3 thoughts on “Add a new line whenever the first column changes

  • Len Richards

    why are answers always based on non windows systems where ” is required instead of ‘ this answer with all the ” and ‘ is impossible to figure out to make on windows based gnu system

    • George

      A terminal-based application has no user interface, so the user interacts with the application by entering a command, which returns text output directly. Compared to GUIs, these applications are lightweight, require fewer system resources, and launch faster.

      Terminal-based applications can be launched locally or remotely. Therefore, you can log onto a system remotely, using a terminal emulator, and then launch the application by entering commands in the terminal. The application is very easy to control remotely as long as a terminal emulator is installed on the system.

      These types of applications can easily get integrated into multiple other applications without the need for extensive customization.

      From a UX perspective, terminal consoles have a few key advantages over GUI’s. These advantages are rarely relevant to end-users, which is why CLI’s are used almost exclusively by technical users and “power users” these days.

      *Things done in a terminal are easily repeatable.*

      Imagine needing to configure 5 computers for some purpose. For this small number, it’s probably not worthwhile to create an automated solution to configure them all. You’ll just tweak the settings of each.

      On a terminal, it’s simple to copy and paste the commands. On a GUI, you might get familiar with where the configurations are stored, but may still be left with a fair deal of clicking. Mistakes are more likely.

      This also is relevant to documentation and technical help. Providing four lines to copy and paste into a terminal console might replace a couple paragraphs of explanation of how to click into various admin tools (especially since the GUI directions might only be perfect for one of several interfaces, see “GUI interfaces are countless” below).

      *Tracking/auditing is easier*

      A command-line interface (CLI) retains a record of what you’ve done, which you can easily extract and keep. When something goes wrong your boss asks, “Are you sure you did it exactly right?” you can have evidence to prove you did. Even if you did make a mistake, you can more easily see it and learn from it.

      *Scripting/automating is nearly as easy as entering commands*

      Everyone knows how to use a mouse to open a file in a GUI. Far fewer people know how to make that happen automatically. With a CLI, automating the task can be almost as easy as typing it in by hand.

      *Technological Constraints can still make CLI’s compelling*

      Logging into a GUI box remotely requires a fair deal of bandwidth, and latency (delay in the connection) can make the experience frustrating. A CLI remote login has a much lower bandwidth requirement, since it is just transmitting a little text back and forth. And latency is much easier to deal with when you are typing, than when you are trying to hover a mouse over an icon.
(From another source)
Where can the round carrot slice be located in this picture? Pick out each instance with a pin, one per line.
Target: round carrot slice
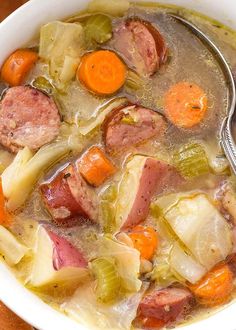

      *A CLI can be used for Input/Output*

      Some have called this The Age of the API, where systems are built on top of systems. A CLI allows a similar interoperability. In the question’s example about Git, it would be possible to hook another “enterprise system” – such as a defect tracking system.

      Compared to a SOAP or even Rest API, CLI commands can be easy to develop and test.

      *There are just a few standard shells; GUI interfaces are countless*

      If you log into the GUI admin interface of a few different web hosting services, you’ll probably see that they are all different. It’s not hard to poke around and figure out where everything is, but it takes time. Next year, the host may have upgraded their solution, and now everything is in a slightly different place — one more thing to learn.

      That hosting service probably still uses the same CLI. The new version is backward compatible with the old. Users familiar with Bash, PowerShell, or whatever CLI is on the system can eliminate the ramp-up time spent familiarizing (or re-familiarizing) themselves with that particular GUI.